Travel also produces strong olfactory connections. The eight scents I have chosen all connect to places and memories.
Sandalwood - Chennai, South India
India is a sensory and mystical experience. As I walked into the Kapaleeshwarar Temple complex in Chennai, ornate carved pyramids rose above me, each one festooned with brightly coloured statues of gods. A murmuring repetitive sound and the smell of sandalwood drew me to a corner, where workers swayed in rhythm to create a sandalwood paste. The smell, sound and movement had a hypnotic effect.
Cumin - Bukhara, Uzbekistan
Bukhara is the most intact and evocative of the Silk Road cities. Ornate doorways lead off bright mudbrick lanes into trading domes and shaded courtyards. Past the domes of the hatters and moneylenders is the dome of spices. I have never before or since smelt such wonderful cumin, freshly ground in a great brass pestle and mortar. I bought a very large bag.
Goat's cheese - Bulgaria
It is my firm belief that the finest goat and sheep cheese comes from Bulgaria. Their supermarkets are well stocked with many varieties of 'white cheese.' In the local villages you can smell the cheese, then hear it, and then finally see the provenance of the cheese. That distinctive pungent smell is followed by the clanking of bells and the trot of feet as the goatherds lead their flocks through the villages.
Spice houses - Cochin, Kerala
It is said that on a warm day in the old warehouses near Tower Bridge in London you can smell the spices once stored there; nutmeg, tea, pepper, cumin. This is certainly the case all year round in the old spice houses of Cochin. Here you will smell black pepper, turmeric, star anise, and many other spices in a port where they have been traded since the time of the Romans.
Lamb chilli kebabs - Xinjiang, China
The first tour I led was from Islamabad up the Karakoram Highway to Kashkar in Xinjiang and then across the Taklamakan Desert. The Uighur people of Xinjiang are Turkic and their delicious food reflects this. Like an ancient Silk Road caravan, we stopped at oasis towns across the desert and, led by our noses followed the smell of roasting lamb, marinated with chill and cumin.
Neroli - Alleppo, Syria
To this day, one of my finest crafted itineraries was a tour to Syria and Jordan. One day of the tour was particularly memorable. In the morning, we would visit the great citadel of Aleppo and following lunch explore the labyrinthine bazaar opposite. In the late afternoon we would be refreshed in the hammam with apple tea. The day ended with an ice-cold beer next door looking up at the illuminated citadel. The scent of neroli pervaded the bazaar and would waft out on the evening breeze.

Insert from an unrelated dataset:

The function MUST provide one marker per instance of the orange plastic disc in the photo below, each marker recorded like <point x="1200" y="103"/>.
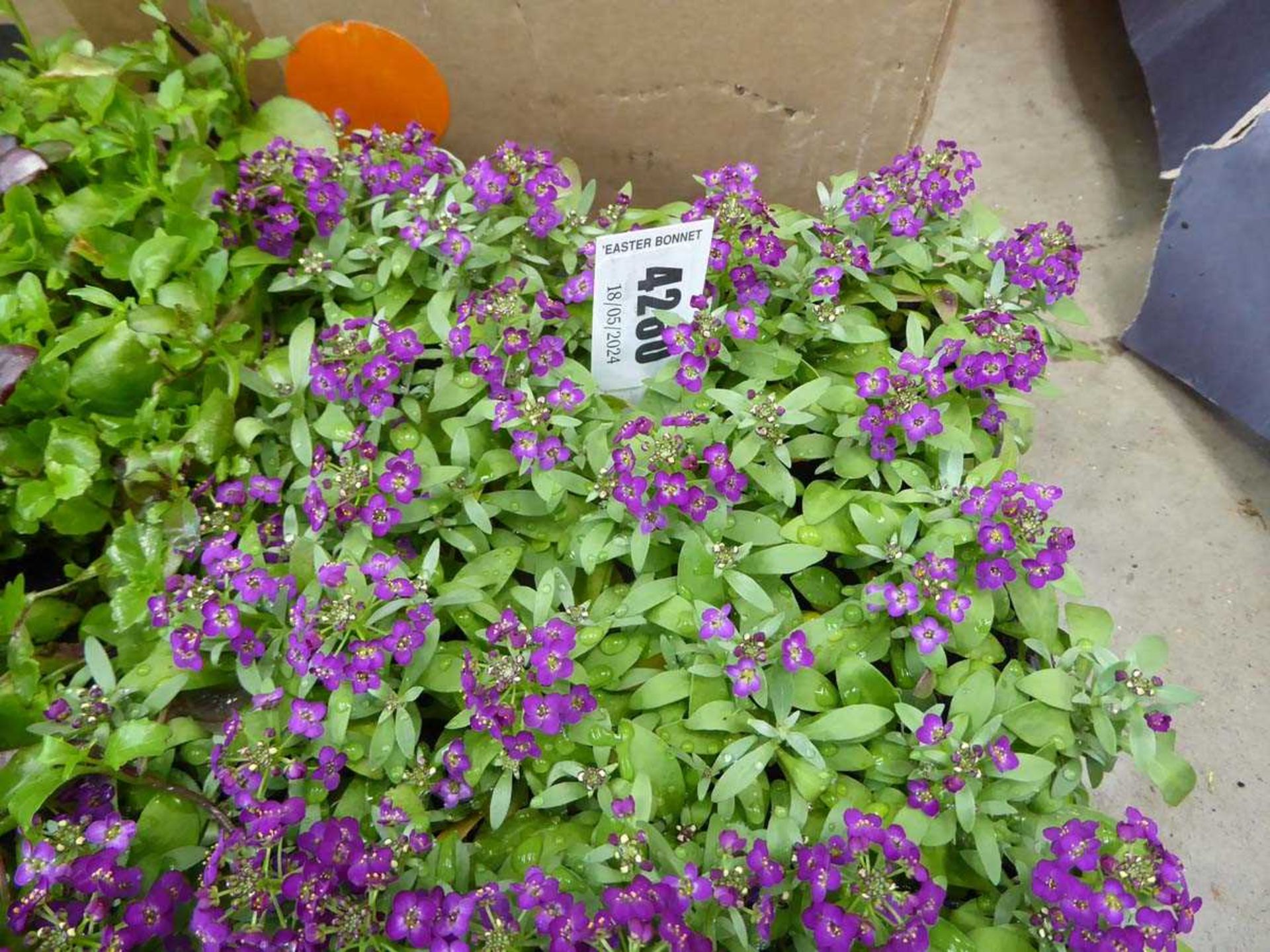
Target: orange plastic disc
<point x="371" y="73"/>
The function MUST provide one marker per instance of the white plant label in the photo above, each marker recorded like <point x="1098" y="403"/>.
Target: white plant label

The Fragonard car park - Grasse
Ask most people to connect a smell with a car park and the response would not be euphoric. I have found just one exception in the south of France, when Otto and I were researching the Legacies of Plague tour. We parked in a local carpark and opened the door to the most wonderful fragrance! The carpark was adjacent to the Fragonard Perfume Factory in Grasse; the capital of perfume.

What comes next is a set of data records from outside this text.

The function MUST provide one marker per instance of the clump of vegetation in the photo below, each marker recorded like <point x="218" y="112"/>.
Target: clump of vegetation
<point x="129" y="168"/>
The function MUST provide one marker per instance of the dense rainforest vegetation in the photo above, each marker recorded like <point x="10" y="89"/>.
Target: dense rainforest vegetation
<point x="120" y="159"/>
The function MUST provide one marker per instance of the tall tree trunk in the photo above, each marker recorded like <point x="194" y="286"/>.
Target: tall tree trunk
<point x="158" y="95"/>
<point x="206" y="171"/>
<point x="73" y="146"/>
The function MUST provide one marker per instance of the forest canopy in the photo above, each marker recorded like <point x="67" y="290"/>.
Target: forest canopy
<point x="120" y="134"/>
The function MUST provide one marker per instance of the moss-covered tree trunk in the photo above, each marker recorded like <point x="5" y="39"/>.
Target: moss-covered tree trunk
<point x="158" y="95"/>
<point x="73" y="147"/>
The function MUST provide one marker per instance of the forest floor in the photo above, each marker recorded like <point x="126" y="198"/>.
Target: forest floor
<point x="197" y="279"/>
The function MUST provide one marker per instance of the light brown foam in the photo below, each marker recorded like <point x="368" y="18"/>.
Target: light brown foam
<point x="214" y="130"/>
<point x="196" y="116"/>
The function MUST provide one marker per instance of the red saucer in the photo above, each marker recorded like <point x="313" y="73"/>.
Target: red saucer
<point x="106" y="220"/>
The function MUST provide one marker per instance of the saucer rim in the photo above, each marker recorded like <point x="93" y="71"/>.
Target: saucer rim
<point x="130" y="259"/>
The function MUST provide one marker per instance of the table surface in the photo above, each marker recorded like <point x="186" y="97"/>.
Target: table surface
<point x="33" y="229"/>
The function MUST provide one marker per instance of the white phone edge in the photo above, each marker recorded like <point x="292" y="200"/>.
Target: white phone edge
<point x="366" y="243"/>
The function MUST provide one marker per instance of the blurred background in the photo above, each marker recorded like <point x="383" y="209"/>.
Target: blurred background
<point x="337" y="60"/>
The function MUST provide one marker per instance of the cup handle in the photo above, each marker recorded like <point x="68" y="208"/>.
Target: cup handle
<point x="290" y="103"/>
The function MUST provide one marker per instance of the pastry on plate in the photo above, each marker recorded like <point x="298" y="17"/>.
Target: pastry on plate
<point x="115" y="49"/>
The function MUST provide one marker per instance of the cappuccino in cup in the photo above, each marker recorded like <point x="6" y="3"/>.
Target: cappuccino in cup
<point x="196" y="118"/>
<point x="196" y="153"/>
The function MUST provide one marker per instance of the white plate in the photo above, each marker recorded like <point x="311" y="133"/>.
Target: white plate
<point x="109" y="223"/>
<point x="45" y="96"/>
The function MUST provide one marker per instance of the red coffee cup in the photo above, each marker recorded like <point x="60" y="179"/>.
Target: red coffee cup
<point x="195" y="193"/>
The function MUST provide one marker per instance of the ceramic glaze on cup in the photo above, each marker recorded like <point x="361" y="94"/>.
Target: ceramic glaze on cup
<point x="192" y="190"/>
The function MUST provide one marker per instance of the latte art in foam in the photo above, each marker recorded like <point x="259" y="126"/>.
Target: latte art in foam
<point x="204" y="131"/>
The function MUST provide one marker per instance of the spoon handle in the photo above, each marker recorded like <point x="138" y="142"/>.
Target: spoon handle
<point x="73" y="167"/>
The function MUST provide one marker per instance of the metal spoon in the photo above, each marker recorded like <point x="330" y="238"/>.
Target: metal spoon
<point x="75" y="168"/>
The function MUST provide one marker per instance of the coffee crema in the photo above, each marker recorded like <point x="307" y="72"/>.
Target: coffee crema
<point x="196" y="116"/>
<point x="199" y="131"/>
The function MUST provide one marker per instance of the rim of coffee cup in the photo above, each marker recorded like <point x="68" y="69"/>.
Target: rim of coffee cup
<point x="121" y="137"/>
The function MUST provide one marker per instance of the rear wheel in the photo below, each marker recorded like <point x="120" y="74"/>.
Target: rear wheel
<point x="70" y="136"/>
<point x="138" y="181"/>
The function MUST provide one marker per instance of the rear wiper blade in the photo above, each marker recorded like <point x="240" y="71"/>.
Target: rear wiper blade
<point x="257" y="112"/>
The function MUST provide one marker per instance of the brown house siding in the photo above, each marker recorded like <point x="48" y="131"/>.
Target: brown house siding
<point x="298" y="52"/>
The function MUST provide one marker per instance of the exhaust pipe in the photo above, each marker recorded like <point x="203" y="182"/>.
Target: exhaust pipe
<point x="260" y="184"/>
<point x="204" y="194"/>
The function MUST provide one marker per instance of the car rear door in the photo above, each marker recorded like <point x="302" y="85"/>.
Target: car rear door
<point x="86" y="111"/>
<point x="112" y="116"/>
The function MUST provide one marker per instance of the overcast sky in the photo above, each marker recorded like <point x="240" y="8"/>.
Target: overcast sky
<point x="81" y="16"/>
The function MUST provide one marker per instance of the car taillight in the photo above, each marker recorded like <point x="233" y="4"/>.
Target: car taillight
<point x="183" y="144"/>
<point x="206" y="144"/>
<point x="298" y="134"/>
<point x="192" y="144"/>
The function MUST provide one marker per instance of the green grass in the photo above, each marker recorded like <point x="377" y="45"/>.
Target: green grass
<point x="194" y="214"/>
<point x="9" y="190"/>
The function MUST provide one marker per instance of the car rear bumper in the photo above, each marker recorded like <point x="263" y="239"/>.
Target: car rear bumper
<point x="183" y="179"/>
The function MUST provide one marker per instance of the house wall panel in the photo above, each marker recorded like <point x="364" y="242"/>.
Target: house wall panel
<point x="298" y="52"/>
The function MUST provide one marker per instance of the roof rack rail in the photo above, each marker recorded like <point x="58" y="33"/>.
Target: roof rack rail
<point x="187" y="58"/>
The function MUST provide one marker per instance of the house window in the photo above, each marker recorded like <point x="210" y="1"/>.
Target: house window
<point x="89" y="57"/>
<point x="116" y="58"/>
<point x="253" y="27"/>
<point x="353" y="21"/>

Frangipani - Phnom Penh, Cambodia
I had never smelt frangipani before I arrived in Cambodia in the 1990’s. The gardens of Phnom Penh’s Royal Palace were lush with fan palms and frangipani trees, which seemed the height of sophistication and elegance. I could not believe that such a beautiful looking and fragrant flower was so abundant, and I spent a lot of time picking up flowers and smelling them.